Proposition. Assume $f\colon D\to \Bbb R$ is a function defined in a neighbourhood of $0$ and such that for all $\epsilon>0$ there exist $x,y,z\in(-\epsilon,\epsilon)\cap D$ and $x+y+z=0$ and $f(x)+f(y)+f(z)\ne 0$. Then there exists $(a_i)_{i\in \Bbb N}$ with $a_i\in D$ for all $i$ and $\sum a_i=0$ and $\sum f(a_i)$ diverges.
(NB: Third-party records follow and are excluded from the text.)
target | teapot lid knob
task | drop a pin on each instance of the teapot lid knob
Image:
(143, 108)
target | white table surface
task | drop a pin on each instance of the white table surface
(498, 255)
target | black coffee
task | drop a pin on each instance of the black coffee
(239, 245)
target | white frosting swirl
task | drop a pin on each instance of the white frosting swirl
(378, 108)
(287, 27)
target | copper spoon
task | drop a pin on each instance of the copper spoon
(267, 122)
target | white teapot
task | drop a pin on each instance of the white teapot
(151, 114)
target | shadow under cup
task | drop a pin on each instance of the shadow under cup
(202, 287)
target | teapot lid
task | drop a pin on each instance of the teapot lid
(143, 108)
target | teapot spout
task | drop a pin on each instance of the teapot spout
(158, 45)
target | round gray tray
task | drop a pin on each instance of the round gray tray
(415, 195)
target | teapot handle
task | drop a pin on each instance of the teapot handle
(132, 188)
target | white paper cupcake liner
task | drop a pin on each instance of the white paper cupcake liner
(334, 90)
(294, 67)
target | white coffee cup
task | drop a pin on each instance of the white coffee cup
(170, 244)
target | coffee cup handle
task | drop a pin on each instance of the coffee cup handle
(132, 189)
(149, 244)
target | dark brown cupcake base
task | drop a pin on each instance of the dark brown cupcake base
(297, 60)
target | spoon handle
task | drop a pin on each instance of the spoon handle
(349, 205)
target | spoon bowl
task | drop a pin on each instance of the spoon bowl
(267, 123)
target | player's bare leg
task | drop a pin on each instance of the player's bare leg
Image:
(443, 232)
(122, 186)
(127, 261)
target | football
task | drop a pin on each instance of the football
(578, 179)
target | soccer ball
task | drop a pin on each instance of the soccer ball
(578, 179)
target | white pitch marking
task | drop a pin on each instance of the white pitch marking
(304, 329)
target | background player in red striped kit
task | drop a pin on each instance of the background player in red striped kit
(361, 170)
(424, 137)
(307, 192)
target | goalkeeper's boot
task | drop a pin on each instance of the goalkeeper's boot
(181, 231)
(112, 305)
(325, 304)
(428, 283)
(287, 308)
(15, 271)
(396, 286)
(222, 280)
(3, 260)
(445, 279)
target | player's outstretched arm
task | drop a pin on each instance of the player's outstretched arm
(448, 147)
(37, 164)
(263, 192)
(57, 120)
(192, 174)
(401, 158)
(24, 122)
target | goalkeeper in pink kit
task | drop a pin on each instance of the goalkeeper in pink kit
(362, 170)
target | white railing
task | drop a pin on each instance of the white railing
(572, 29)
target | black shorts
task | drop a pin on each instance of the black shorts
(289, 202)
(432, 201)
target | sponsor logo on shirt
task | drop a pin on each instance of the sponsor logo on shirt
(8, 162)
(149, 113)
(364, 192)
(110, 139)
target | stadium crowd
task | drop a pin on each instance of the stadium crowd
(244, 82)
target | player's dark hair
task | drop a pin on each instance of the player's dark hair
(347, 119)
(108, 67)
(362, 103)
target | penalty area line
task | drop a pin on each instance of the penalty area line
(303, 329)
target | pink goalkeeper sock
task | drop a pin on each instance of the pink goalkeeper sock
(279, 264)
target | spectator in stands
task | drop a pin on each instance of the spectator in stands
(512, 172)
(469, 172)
Proof. For $m\in\Bbb N$ pick $x_m,y_m,z_m\in(-\frac1m,\frac1m)\cap D$ with $x_m+y_m+z_m=0$ and $f(x_m)+f(y_m)+f(z_m)\ne 0$. Wlog. $f(x_m)+f(y_m)+f(z_m)> 0$ for infinitely many $m$. Hence wlog. $f(x_m)+f(y_m)+f(z_m)> 0$ for all $m$. Let $r_m=\lceil\frac1{f(x_m)+f(y_m)+f(z_m)}\rceil$ and $s_m=r_1+\ldots+r_m$. Then for $n\in \Bbb N$, $n=3k-t$, $t\in\{0,1,2\}$ let $$\tag1a_n=\begin{cases}x_m&\text{if }t=0\\y_m&\text{if }t=1\\z_m&\text{if }t=2\end{cases}\quad\text{where $m$ is minimal with $s_m\ge k$}.$$ Then the $n$th partial sum does not exceed $\frac 1m$ in absolute value (with $m$ as defined in $(1)$), hence $\sum a_i$ converges to $0$. On the other hand, $$\sum_{i=3s_m-2}^{3s_{m+1}-3}f(a_i) =r_m\cdot(f(x_m)+f(y_m)+f(z_m))\ge 1$$ so that $\sum_{i=3s_1-2}^{3s_{m+1}-3}f(a_i)\ge m$ and $\sum_{i=1}^{\infty}f(a_i)$ diverges. $_\square$

Remark: For continuous $f$, the condition of the proposition is already given if there is no neighbourhood of $0$ on which $f$ is linear. In particular, the condition holds for $f(x)=\arcsin x$.

Answer 2

If $\;\sum_i a_i$ converges absolutely, $\;\arcsin a_i$ converges absolutely.

Indeed, $a_i$ tends to $0\;$ and $\;a_i\sim \arcsin a_i$. Two series with equivalent terms both converge absolutely or both diverge absolutely.